塩化カルシウムを添加して、3.5重量%の乳を、90℃で15分間熱処理した後のガラスチューブを示す図である。チューブのラベルは、試料中に添加された遊離カルシウムの量をmMで表す。粘度の増加をもたらすタンパク質凝集体の形成を誘導するための臨界遊離カルシウム濃度は3.7mMであり、これは4mMのCaCl2の添加に相当する。 実施例2に記載したように、pH7.0で3重量%のカゼインミセル単離物で安定化された、又は5mMのCaCl2を添加し、95℃で15分間加熱した後のエマルジョンの粒度分布を示す図である。(A)2.5重量%の油エマルジョン、(B)5重量%のエマルジョン、(C)10重量%のエマルジョン。 熱処理及びpH7.0で15分間95℃での剪断後に、3重量%の乳タンパク質濃縮物を安定化した高オレイン酸ヒマワリエマルジョンの共焦点走査型レーザー顕微鏡写真を示す図である。(A)2.5重量%の油、(B)5重量%の油、(C)10重量%の油。スケールバーは、10ミクロンである。 熱処理及び5mMのCaCl2の存在下で15分間95℃での剪断後に、3重量%の乳タンパク質濃縮物を安定化した高オレイン酸ヒマワリエマルジョンの共焦点走査型レーザー顕微鏡写真を示す図である。(A)2.5重量%の油、(B)5重量%の油、(C)10重量%の油。油滴及びタンパク質相は矢印で示される。スケールバーは、10ミクロンである。 熱処理及び5mMのCaCl2の存在下で15分間95℃での剪断後に、3重量%の乳タンパク質濃縮物を安定化した高オレイン酸ヒマワリエマルジョンの共焦点走査型レーザー顕微鏡写真を示す図である。(A)2.5重量%の油、(B)5重量%の油、(C)10重量%の油。油滴及びタンパク質相は矢印で示される。
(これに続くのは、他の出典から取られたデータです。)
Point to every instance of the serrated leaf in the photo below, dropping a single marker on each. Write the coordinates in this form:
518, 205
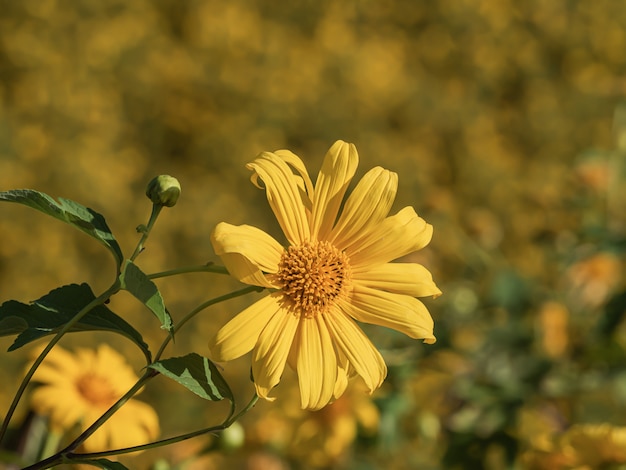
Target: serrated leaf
140, 286
71, 212
47, 315
196, 373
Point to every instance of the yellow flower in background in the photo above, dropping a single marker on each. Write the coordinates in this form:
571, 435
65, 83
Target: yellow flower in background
335, 270
78, 388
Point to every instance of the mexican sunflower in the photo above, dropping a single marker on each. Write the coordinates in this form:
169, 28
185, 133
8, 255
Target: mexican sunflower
78, 388
334, 272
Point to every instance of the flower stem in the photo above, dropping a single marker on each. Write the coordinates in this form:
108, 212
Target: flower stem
201, 307
68, 326
156, 210
171, 440
208, 268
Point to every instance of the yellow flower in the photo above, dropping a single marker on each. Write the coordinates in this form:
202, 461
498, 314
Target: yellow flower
335, 270
79, 388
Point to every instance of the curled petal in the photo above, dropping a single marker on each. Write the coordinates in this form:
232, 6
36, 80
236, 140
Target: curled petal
316, 363
307, 186
332, 182
367, 205
401, 278
247, 252
396, 236
399, 312
359, 351
241, 334
284, 195
270, 354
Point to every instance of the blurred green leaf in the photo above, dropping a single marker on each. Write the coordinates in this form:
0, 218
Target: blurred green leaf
612, 315
71, 212
139, 285
47, 315
197, 374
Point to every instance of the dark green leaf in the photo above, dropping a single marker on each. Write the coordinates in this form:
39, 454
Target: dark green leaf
51, 312
73, 213
613, 315
105, 464
138, 284
197, 374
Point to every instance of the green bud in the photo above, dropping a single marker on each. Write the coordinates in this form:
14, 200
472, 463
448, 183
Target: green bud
163, 190
232, 437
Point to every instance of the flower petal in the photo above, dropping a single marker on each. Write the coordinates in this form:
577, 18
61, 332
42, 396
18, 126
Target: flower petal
241, 334
134, 424
283, 194
401, 278
337, 171
247, 252
399, 312
270, 354
396, 236
368, 204
316, 363
357, 348
294, 161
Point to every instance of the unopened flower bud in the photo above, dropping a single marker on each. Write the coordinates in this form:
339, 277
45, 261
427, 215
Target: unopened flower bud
163, 190
233, 437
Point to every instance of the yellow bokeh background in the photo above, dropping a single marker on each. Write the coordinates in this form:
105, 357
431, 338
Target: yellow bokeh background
502, 119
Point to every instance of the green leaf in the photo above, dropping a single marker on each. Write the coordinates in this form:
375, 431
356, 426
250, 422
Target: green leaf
197, 374
104, 464
47, 315
139, 285
73, 213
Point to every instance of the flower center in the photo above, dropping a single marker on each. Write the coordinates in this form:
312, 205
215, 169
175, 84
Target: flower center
96, 390
312, 275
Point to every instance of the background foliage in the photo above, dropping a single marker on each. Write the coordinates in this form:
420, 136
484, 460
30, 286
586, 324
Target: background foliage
503, 122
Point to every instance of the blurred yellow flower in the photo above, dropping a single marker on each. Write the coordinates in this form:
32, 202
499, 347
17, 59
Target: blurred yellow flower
335, 270
78, 388
581, 447
322, 438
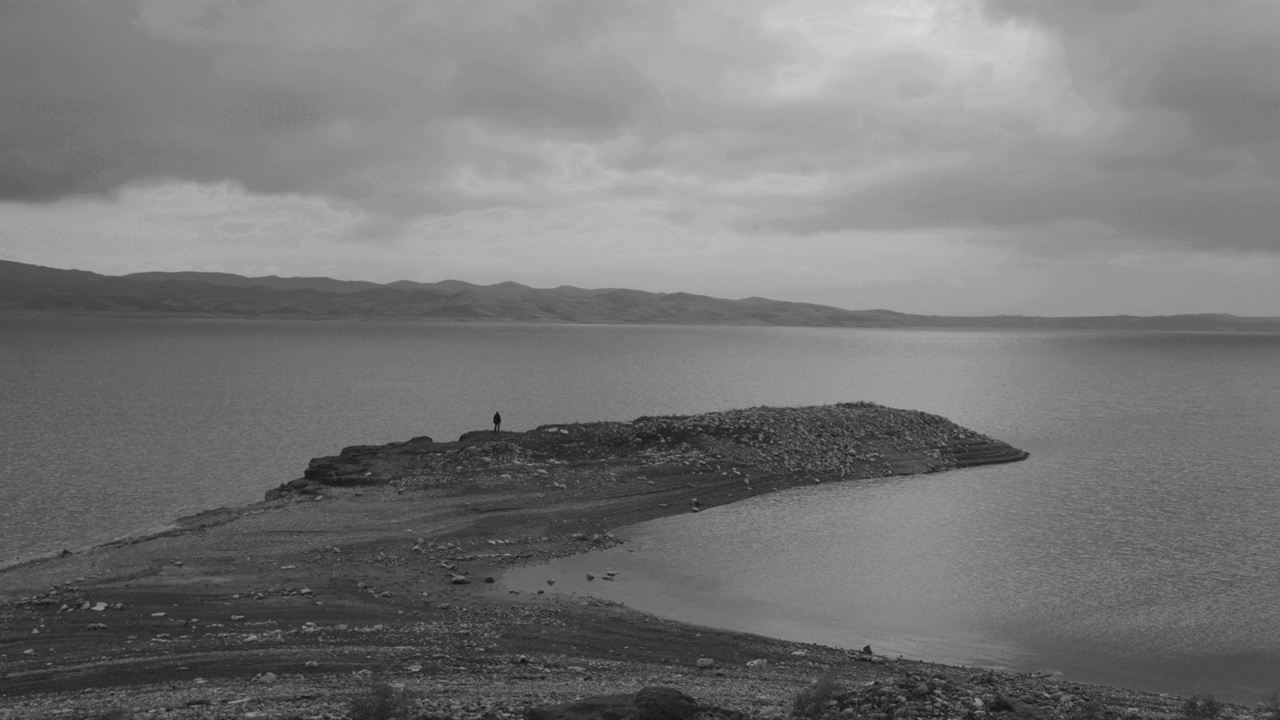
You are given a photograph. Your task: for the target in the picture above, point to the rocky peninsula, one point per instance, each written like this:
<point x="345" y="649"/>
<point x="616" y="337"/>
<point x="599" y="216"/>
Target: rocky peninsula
<point x="376" y="578"/>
スケールバーは、10ミクロンである。 熱処理及びpH7で又は5mMのCaCl2の存在下で15分間95℃での剪断後に、3重量%の乳タンパク質濃縮物を安定化した高オレイン酸ヒマワリ5重量%エマルジョンの、20℃での流動曲線を示す図である。 熱処理及びpH7で又は5mMのCaCl2の存在下で15分間95℃での剪断後に、3重量%の乳タンパク質濃縮物を安定化した高オレイン酸ヒマワリエマルジョンの、剪断速度10s−1における粘度を示す図である。 粉末を13%の全固形分に再構成した後に5mMの塩化カルシウムの存在下で加熱した、二倍に濃縮された乳の粒度分布を示す図である。 粉末を13%の全固形分に再構成した後に5mMの塩化カルシウムの存在下で加熱した、二倍に濃縮された乳の共焦点走査型レーザー顕微鏡写真を示す図である。スケールバーは(A)及び(B)でそれぞれ20及び10ミクロンである。 5mM塩化カルシウムを添加した、本発明からの50%TSに再構成された粉乳についての25℃での流動曲線を示す図である。白丸:剪断速度の増加に伴う流動曲線(上)。黒丸:剪断速度の増加に伴う流動曲線(下)。 50%TSで乾燥させた対照の乳(A)及び13%TSで再構成した後に、6.5mMのCaCl2の存在下で、37%TSで乾燥させた本発明からの試料(B)の粒度分布を示す図である。 50%TSで乾燥させた対照の乳及び50%TSで再構成した後に、6.5mMのCaCl2の存在下で37%TSで乾燥させた本発明からの試料の、20℃での流動曲線を示す図である。 20℃でCaCl2を添加したときのアイスクリーム混合物中のイオン性カルシウムの変化を示す図である。 20℃でCaCl2を添加したときのアイスクリーム混合物中のpHの変化を示す図である。 20℃でのイオン性カルシウム含有量に応じたアイスクリーム混合物中の粘度の変化を示す図である。 低温殺菌及び冷却後の、塩化カルシウムを添加した又は添加しないアイスクリーム混合物の微視的外観を示す図である。(A)試料中に遊離カルシウムがない。(B)試料中、0.15%(0.15g/L)の遊離カルシウム。スケールバーは、100ミクロンである。 22℃で異なるレベルの塩化カルシウムを用いて製造されたアイスクリームの溶融プロファイルを示す図である。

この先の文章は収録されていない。